Quand ma sœur et moi sommes retournées à Buenos Aires, vingt ans après notre premier départ pour la capitale argentine, nous nous sommes dirigées vers notre ancien quartier. Devant la façade de notre ancienne maison, les arbres avaient poussé, cachant en partie les fenêtres.

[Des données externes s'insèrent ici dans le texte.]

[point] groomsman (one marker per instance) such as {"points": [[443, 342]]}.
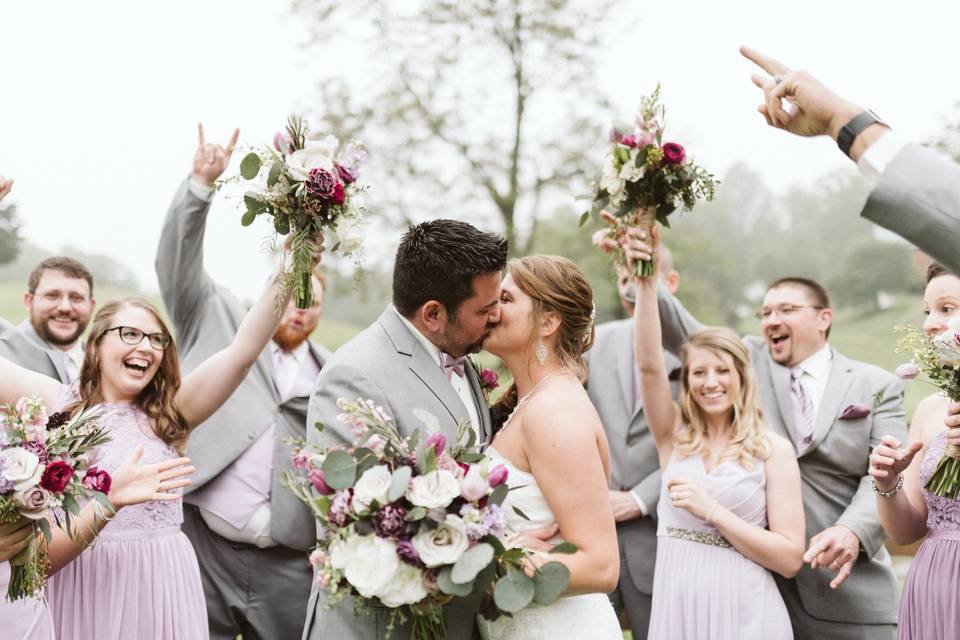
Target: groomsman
{"points": [[59, 302], [834, 410], [634, 464], [250, 534]]}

Nous avons retrouvé une amie de longue date dans sa salle de classe, devant un tableau noir et dans le parfum mêlé des craies et de l’ardoise mouillée. Étudiante quand nous étions écolières, elle enseignait désormais dans notre ancienne école primaire. La salle de récréation nous a semblé rétrécie. De l’autre côté, était-ce la salle où nous allions jouer aux échecs après le déjeuner ? Et sous cette véranda, devant la bibliothèque, était-ce cette gouttière qui déversait des chutes d’eau dignes d’Iguazú les jours de pluie ? L’école, notre ancienne maison, le couloir vert formé par les arbres de l’avenida del Libertador… tout semblait plus petit pour mes yeux d’adulte. L’échelle avec laquelle je mesurais le monde avait bougé. Nous avons mangé ensemble des hamburguesas sur les bords du fleuve.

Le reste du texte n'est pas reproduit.